Les poudres grasses peuvent être utilisées en substitution de la poudre maigre et pourraient être privilégiées au vu des stocks conséquents de poudres grasses. Aussi la consommation de poudre maigre pourrait se replier dans les mois à venir notamment dans le secteur de la boulangerie et des industries agroalimentaires.
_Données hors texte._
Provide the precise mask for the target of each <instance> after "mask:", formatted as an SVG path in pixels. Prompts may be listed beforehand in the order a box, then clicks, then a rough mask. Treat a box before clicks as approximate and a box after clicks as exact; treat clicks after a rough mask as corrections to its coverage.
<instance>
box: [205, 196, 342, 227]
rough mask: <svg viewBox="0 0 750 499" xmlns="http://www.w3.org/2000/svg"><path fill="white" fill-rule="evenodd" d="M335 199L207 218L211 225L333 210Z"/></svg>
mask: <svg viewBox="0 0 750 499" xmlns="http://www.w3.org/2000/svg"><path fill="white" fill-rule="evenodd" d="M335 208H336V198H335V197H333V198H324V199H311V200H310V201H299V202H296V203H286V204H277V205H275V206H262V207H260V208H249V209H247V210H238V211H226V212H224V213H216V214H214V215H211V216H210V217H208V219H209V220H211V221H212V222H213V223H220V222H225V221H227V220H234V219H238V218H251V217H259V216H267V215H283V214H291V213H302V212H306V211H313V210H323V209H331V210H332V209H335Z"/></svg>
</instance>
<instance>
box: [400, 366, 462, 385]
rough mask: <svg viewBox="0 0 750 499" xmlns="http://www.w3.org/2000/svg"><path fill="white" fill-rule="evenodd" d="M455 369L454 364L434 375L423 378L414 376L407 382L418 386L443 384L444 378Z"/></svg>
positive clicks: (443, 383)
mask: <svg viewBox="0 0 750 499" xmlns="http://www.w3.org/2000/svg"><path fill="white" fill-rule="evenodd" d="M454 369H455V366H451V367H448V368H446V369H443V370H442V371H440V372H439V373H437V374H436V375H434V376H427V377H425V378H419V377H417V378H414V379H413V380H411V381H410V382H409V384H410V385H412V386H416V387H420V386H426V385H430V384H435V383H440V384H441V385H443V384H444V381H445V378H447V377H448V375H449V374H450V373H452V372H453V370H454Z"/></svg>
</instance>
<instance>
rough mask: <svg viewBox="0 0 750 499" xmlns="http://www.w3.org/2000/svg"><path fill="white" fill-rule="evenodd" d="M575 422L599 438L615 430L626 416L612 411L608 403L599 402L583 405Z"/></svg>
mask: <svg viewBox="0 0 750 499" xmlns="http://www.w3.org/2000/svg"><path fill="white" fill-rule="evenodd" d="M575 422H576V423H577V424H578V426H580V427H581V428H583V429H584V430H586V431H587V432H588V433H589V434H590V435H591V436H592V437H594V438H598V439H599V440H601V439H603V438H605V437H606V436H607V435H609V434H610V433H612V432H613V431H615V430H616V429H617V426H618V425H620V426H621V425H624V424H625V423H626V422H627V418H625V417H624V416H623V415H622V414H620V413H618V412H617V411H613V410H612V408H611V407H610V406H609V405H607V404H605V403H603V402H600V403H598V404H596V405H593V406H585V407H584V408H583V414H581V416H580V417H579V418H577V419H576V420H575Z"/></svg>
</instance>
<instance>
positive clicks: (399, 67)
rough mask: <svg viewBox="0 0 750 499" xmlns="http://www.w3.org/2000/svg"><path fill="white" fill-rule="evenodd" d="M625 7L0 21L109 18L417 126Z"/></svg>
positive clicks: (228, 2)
Seule une forte baisse des prix de la poudre maigre sur le marché international pourrait rendre celle-ci plus attractive que les poudres grasses.

Début 2024, les importations chinoises de poudres de lait devraient demeurer ralenties et probablement inférieures à celles de l’hiver 2023.

Les importations de beurre ont aussi baissé de -9% /2022 à 110 000 t sur dix mois . L’origine néo-zélandaise pâtit fortement de ce repli (-9% à 96 000 t) au profit du beurre d’origine européenne mais sur de modestes volumes. Les imports de crème sont toujours croissants (+3% à 216 000 t sur dix mois ), mais sont assez irréguliers mensuellement.

Enfin les importations de fromages sont toujours dynamiques, en hausse de +18%, notamment en provenance de Nouvelle-Zélande et de France (respectivement +23% à 88 200 t et +15% à 5 000 t).